I have never hidden my allegiances or beliefs. For example, when I left the employment of mining companies in 1983 I made it perfectly clear where I was going, what I believed and what I was doing. I also told other research scientists that I was working with, and even offered to be a silent partner in the research work if my involvement embarrassed them or compromised them in any way. None of them in any way backed off, respecting me and the position I'd taken even if they didn't agree.

When I came to write the paper on the Koongarra uranium deposit, it was at the request of the mining company who knew exactly where I stood. The paper was for a book on Australian ore deposits with an editor who had strict guidelines as to how the papers should be written. When I wrote the paper I had no option but to take the standard conventional terminology, and what all the critics have overlooked is that I fully reference all the comments that they are slamming me with. In other words, as far as I was concerned I was making it perfectly clear that this is what everyone else believes, and what is the standard wisdom about this ore deposit and its geological setting. It so happens that the editor of the volume when he did the work was still in the employ of one of the mining companies that I had worked for that knew my position, so nothing was hidden from the public in any way.

The problem is that these hard-line evolutionists are so blinkered that they can't see how a person like myself in such a situation is forced to use their evolutionary terminology whether we like it or not. In other words, even though I could have appealed to the editor of the monograph it would have been to no avail, because the reviewers would have also insisted on the conventional terminology, particularly as one of the reviewers was one of the researchers having done the standard work on the regional geology of that area. It is ludicrous to suggest any hypocrisy or two-facedness.

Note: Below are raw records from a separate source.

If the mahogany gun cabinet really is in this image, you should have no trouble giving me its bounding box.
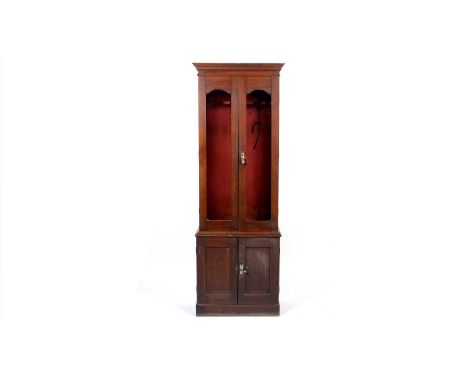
[194,63,283,316]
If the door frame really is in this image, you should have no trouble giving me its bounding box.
[238,76,279,231]
[198,76,239,231]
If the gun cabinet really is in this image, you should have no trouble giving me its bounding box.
[194,63,283,315]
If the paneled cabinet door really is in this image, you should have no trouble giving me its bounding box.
[197,237,237,304]
[238,238,279,304]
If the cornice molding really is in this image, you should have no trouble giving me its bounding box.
[193,62,284,72]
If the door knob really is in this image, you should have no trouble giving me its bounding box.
[239,264,248,276]
[241,151,247,166]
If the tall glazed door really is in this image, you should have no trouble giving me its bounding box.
[198,76,238,231]
[239,76,279,231]
[238,238,279,305]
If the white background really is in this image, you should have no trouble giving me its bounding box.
[0,0,468,382]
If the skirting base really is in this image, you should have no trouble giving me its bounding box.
[197,304,280,316]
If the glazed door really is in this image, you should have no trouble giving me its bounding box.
[239,77,278,231]
[199,76,238,231]
[197,237,237,304]
[238,238,279,305]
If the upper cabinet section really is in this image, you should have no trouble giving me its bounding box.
[194,64,283,232]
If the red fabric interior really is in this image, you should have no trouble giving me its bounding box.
[206,90,231,220]
[246,90,271,220]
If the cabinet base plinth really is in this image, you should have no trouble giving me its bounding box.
[197,304,280,316]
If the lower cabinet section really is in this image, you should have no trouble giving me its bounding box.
[197,237,280,315]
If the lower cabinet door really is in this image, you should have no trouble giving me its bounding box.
[197,237,237,304]
[238,238,279,305]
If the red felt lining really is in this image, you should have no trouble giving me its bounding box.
[206,90,231,220]
[246,90,271,220]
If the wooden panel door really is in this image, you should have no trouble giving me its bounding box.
[198,76,238,231]
[239,77,278,231]
[197,237,237,304]
[238,238,279,305]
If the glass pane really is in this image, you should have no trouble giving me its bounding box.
[206,90,231,220]
[246,90,271,220]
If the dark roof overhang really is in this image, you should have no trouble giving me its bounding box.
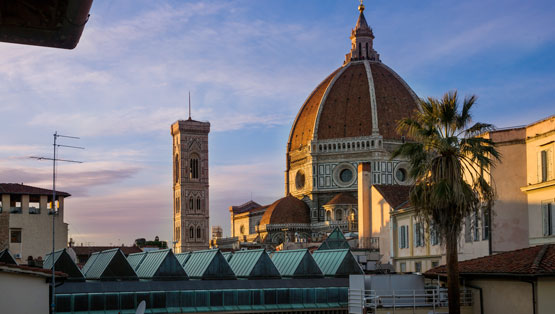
[0,0,93,49]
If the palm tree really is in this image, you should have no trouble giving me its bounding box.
[392,91,500,314]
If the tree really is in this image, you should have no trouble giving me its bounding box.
[392,91,500,314]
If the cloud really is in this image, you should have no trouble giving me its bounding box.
[0,162,141,196]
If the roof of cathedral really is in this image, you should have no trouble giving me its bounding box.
[372,184,412,209]
[326,192,358,205]
[229,200,263,214]
[260,194,310,225]
[288,5,418,151]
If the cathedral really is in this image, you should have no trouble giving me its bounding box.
[230,4,418,246]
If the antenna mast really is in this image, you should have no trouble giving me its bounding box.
[30,131,85,313]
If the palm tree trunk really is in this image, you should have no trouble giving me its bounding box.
[446,232,461,314]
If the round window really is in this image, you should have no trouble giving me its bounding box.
[339,169,353,183]
[295,170,305,190]
[395,168,407,182]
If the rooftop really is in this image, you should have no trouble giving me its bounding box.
[425,244,555,276]
[0,183,71,197]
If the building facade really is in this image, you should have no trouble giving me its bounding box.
[224,5,418,246]
[521,116,555,246]
[171,117,210,253]
[0,183,70,264]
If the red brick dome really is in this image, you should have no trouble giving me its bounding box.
[260,195,310,225]
[288,7,418,151]
[289,61,418,151]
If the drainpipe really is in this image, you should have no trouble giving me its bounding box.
[465,284,484,314]
[524,280,536,314]
[488,208,493,255]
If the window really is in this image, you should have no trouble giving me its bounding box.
[482,208,491,240]
[399,226,409,249]
[464,216,472,243]
[414,262,422,273]
[174,155,179,183]
[430,225,439,245]
[10,195,23,214]
[29,196,40,214]
[538,148,553,182]
[472,211,480,241]
[10,229,21,243]
[414,222,424,247]
[189,156,199,179]
[335,209,343,221]
[542,200,555,236]
[175,227,181,242]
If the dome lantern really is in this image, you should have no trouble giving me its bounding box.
[345,0,380,63]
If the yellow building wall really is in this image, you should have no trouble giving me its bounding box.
[468,279,536,314]
[372,187,394,264]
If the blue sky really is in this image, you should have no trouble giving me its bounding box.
[0,0,555,245]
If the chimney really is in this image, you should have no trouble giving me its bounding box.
[358,162,372,249]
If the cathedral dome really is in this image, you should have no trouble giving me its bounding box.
[288,7,418,151]
[260,195,310,226]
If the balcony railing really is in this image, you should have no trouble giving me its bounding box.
[349,288,472,313]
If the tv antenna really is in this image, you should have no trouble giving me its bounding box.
[29,131,85,313]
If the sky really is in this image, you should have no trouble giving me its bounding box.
[0,0,555,245]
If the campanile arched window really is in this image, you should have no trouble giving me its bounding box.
[189,155,199,179]
[174,155,179,183]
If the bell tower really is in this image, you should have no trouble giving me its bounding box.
[171,113,210,253]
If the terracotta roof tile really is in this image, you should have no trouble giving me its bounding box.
[0,183,71,197]
[426,244,555,276]
[373,184,412,209]
[229,200,262,214]
[326,192,358,205]
[260,195,310,225]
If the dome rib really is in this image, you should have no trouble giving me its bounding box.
[287,67,343,151]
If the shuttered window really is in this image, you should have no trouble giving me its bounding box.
[542,201,555,236]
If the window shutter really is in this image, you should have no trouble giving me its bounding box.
[398,226,403,249]
[547,148,554,180]
[542,203,550,236]
[464,217,472,243]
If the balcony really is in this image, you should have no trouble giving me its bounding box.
[29,207,40,215]
[349,288,473,313]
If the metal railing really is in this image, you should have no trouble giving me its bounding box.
[349,288,472,313]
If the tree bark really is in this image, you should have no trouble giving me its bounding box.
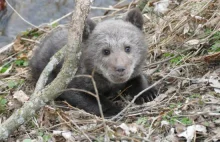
[0,0,91,140]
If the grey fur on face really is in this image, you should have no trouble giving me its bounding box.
[82,20,147,83]
[30,9,156,116]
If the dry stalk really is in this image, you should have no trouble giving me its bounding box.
[111,64,196,121]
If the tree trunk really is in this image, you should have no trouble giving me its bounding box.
[0,0,91,140]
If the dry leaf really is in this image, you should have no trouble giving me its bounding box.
[177,125,207,142]
[13,90,29,103]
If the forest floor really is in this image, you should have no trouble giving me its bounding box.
[0,0,220,142]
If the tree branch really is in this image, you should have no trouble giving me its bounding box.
[0,0,91,140]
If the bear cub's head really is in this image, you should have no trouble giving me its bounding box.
[82,9,146,84]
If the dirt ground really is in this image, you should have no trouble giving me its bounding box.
[0,0,220,142]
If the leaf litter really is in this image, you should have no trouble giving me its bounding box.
[0,0,220,142]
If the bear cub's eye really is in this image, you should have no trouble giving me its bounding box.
[125,46,131,53]
[102,49,111,56]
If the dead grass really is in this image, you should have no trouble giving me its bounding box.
[0,0,220,142]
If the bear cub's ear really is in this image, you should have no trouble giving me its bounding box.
[125,8,144,30]
[83,18,96,40]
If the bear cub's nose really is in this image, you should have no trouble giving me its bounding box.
[116,66,125,73]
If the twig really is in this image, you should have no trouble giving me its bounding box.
[5,0,48,32]
[21,37,40,44]
[0,42,14,54]
[111,64,193,121]
[34,46,66,94]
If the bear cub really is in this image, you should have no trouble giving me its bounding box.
[30,9,157,117]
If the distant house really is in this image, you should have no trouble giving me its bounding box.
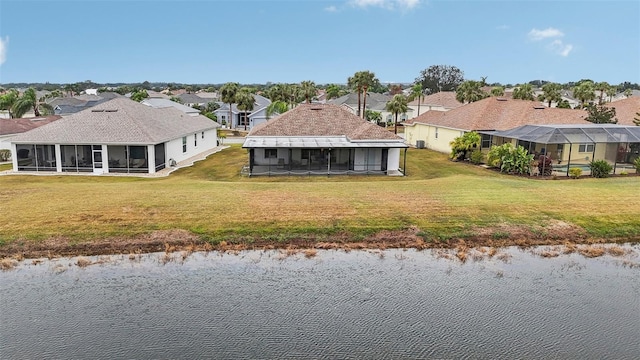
[404,97,590,153]
[0,115,61,160]
[176,94,211,106]
[408,91,464,118]
[214,94,271,130]
[140,98,200,116]
[242,104,408,175]
[327,93,400,122]
[11,98,219,174]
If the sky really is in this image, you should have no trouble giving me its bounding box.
[0,0,640,84]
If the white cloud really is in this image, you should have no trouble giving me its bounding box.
[0,36,9,65]
[529,28,564,41]
[550,40,573,57]
[348,0,422,10]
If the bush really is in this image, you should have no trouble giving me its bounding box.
[470,150,484,165]
[569,168,582,179]
[0,149,11,161]
[449,131,481,160]
[487,143,533,175]
[589,160,613,178]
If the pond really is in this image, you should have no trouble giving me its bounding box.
[0,245,640,359]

Besides, if you look at some of my papers in the creationist literature, and those of other creationist geologists such as Steve Austin and Kurt Wise, you will notice that we still use the same labels for the rock units as the evolutionists, not by way of compromise, but so everyone knows that we are talking about the same rock units, except we make it clear that we don't agree with the millions of years associated with them. In other words, even in the creationist literature we use the same terminology, though stripped on its conventionaal evolutionary/uniformitaria interpretation.

I believe that specific responses to the article by Alex Ritchie and similar claims by Ian Plimer are available on the Answers in Genesis website, the address for which is:

Please don't misunderstand me, but I have long ago given up trying to defend myself against these kinds of accusations, not through any arrogance or lack of submission to accountability on my part, but simply because it is a great waste of time that distracts me from what the Lord has called me to do. Besides, these people will not be convinced and they are really out for my destruction. The parallel in the Scriptures is with Nehemiah. His enemies tried all sorts of tricks to distract him from doing the work of rebuilding the walls, but their only intention was to kill him and make sure the walls were not rebuilt. I am in no way saying that I am any equal to Nehemiah, but I am resolute in being available to the Lord to do His bidding as He directs, whatever the consequences, and even if we don't appear successful in the world's eyes. The Lord calls us to be faithful - the success is up to Him as He sees fit so that He gets all the glory.

By the way, let me dispell the myth that somehow I make a lot of money out of any of this. Quite the opposite. As far as the consulting work is concerned there has been very little of it, probably averaging around 1 week to 10 days per year at most over the last 15 years. The bulk of livelihood I need to support my family comes from working with the Creation Science Foundation/Answers in Genesis, and the remuneration here, understandably, has been, and is, less than one-third or one-quarter of what I could receive in the mining industry, about the one-third or one-half what I would receive in an academic post, or about one-tenth of what I would receive in consulting. Mind you, I am not complaining one bit, as the Lord has been good to us in so many ways nonetheless.